Anghared User ID: 81536 100304
Reviewed Feb. 25, 2014

"delicious, a big hit"

cooknmama48 User ID: 7217268 30882
Reviewed Apr. 7, 2013

"These are so good, but remember to divide batter before the first baking. I always forget, and have to scrape it back out of the pan."

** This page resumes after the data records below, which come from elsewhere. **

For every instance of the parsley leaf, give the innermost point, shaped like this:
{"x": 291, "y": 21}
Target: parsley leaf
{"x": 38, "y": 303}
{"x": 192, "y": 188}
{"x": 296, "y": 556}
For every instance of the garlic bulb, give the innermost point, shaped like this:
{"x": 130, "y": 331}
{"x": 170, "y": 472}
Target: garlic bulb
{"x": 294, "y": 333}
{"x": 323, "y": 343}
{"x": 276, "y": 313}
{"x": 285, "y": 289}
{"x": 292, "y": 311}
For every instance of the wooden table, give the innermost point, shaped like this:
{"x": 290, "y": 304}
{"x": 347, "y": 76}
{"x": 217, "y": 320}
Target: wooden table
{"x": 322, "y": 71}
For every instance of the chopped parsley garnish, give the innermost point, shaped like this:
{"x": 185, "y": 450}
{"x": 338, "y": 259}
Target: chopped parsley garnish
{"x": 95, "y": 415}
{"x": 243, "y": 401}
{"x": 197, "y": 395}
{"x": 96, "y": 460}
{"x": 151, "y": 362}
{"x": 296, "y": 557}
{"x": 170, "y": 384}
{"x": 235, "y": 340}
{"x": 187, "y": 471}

omahataxidriver User ID: 5143548 36210
Reviewed Jan. 2, 2013

"Very Good!"

JennTats User ID: 7007311 32057
Reviewed Dec. 27, 2012 Edited Dec. 28, 2012

"Make sure you butter the pan well my first batch refused to come out of the pan but my second try came out great & my husband doesnt like a lot of sweets said these were the best he tasted this year."

cherrylady User ID: 1073547 36782
Reviewed Aug. 8, 2011

"I have made these for years with apricot jam. Now I need to try raspberry!"

byoung03 User ID: 4055497 36766
Reviewed Feb. 4, 2011

"This recipe was delicious and quite easy to follow. My family loved these bars!"

*Glow* User ID: 5794769 73166
Reviewed Feb. 2, 2011

"They're okay. Not bad though, just wouldn't make them again"

markhagen User ID: 266372 55138
Reviewed Mar. 4, 2010

"These are the best bars ever...period."

jenwynn User ID: 3330031 204338
Reviewed Nov. 19, 2009

"Every time I make this recipe, several ask me for the recipe. I always double it for a 9x13 pan, though. They go too fast!"

tolomcg58 User ID: 506546 87627
Reviewed Nov. 5, 2009

"I have made these many times; they are always a big hit and go very quickly. I substitute almond bark (vanilla) chopped in the food processor instead of the vanilla chips. It's a lot less expensive and tastes the same."